Thursday, Jan. 15, 2015
WASHINGTON, D.C — Transportation Security Officers are angry about the way management changed the rules to rig the TOPS system. AFGE immediately responded, and AFGE-filed a grievance challenging the TSA’s manipulation of the TOPS levels. AFGE attorneys believe TSA management violated the collective bargaining agreement and TSA’s own policy while undermining teamwork critical to ensuring the safety of the flying public.
In the grievance recently filed with the TSA’s National Resolution Center, AFGE detailed how TSA has violated the bargaining agreement and the 2011 Pistole Determination, which sets forth a framework for a relationship between TSA and the union.
Specifically, the AFGE contract requires TSA to provide officers with the levels for TOPS at the start of the year so that you know what’s expected of you. This was an important point during negotiations and getting that language was key to ensuring fairness and transparency in the implementation of TOPS.

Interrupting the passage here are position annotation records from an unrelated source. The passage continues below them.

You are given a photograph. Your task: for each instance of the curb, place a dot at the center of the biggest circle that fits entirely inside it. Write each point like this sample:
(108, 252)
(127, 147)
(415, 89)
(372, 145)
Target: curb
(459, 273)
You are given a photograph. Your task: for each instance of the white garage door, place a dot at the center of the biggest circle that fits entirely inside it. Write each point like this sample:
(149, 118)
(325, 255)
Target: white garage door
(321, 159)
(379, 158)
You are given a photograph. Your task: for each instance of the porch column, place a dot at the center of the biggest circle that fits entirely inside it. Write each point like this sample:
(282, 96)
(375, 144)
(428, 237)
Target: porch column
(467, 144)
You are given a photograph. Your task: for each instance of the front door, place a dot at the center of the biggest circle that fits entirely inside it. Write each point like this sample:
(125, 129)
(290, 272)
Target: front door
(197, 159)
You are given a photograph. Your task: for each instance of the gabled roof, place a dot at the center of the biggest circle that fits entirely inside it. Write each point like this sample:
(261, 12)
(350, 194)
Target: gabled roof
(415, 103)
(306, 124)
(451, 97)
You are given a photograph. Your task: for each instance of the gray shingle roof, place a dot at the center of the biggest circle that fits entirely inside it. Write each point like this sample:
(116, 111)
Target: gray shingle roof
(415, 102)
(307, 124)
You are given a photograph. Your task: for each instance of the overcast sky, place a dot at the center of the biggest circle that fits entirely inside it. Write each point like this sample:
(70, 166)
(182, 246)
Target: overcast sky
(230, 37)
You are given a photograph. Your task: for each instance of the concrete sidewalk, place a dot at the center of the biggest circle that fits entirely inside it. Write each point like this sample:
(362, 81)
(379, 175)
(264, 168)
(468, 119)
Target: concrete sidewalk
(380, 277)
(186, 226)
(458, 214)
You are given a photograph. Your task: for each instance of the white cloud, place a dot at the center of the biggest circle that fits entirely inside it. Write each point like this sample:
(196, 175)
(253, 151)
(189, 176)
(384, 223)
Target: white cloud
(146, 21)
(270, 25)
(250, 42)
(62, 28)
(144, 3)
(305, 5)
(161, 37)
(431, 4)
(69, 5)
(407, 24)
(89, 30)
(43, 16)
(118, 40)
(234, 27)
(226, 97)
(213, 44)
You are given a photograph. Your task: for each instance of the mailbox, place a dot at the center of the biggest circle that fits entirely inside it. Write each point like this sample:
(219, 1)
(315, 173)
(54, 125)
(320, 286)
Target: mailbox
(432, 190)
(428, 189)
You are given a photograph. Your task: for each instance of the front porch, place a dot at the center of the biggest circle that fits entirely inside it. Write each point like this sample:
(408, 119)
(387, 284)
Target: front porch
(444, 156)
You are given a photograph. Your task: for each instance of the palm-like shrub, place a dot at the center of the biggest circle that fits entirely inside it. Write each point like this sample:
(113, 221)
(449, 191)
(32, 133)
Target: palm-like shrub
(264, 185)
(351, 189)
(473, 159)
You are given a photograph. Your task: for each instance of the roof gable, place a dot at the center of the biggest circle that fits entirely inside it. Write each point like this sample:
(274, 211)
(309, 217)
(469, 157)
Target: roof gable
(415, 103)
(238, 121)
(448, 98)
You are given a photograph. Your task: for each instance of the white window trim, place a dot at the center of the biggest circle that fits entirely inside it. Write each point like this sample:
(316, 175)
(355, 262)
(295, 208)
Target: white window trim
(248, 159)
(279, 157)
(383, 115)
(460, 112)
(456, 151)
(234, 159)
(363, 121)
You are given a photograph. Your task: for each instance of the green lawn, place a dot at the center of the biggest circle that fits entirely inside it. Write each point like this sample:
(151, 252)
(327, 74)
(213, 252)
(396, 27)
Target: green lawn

But then TSA management rigged the system by using a different set of levels never announced till the end of the process. Instead of the four level announced at the start, the agency created seven levels of evaluation with different amounts of raises and bonuses.
The last minute change meant it was impossible for employees to understand how to achieve a given performance level — high, low or in between. This is a clear violation of the bargaining agreement, which requires at the beginning of each performance year, management will establish and communicate performance standards and expectations for employees and will provide employees with established benchmarks toward which the employee can aim his or her per performance.
In addition to violating the bargaining agreement, TSA also violated its own Determination when it unilaterally changed the 2014 TOPS rating scale without collaborating with AFGE. The Determination calls for a “culture of collaboration and employee engagement” and “[l]abor management relations [that are] results oriented, designed to solve problems and resolve issues.”
Collaboration — not TSA management. TSA refused when AFGE protested the new scale and asked for a delay of the release of the scale, so the union and TSA could discuss the negative impact on the workforce. Because of the misguided change by TSA, employees who received the same rating will not receive the same salary increase and bonus. That’s simply not fair.
“Changing the scale at the end and creating arbitrary distinctions and subcategories undermines the integrity of the entire system,” AFGE General Counsel David Borer wrote in the grievance.
In the grievance, AFGE demands the arbitrator to order TSA to cancel the new levels and use the ones provided to employees at the beginning of the 2013-14 evaluation year. In awarding TOPS payouts based on the 2013-14 scale, TSA must ensure no employee’s pay increase or bonus will be decreased. The union is also asking the arbitrator to order TSA to work collaboratively with AFGE to develop TOPS in a way that complies with the Determination and the contract.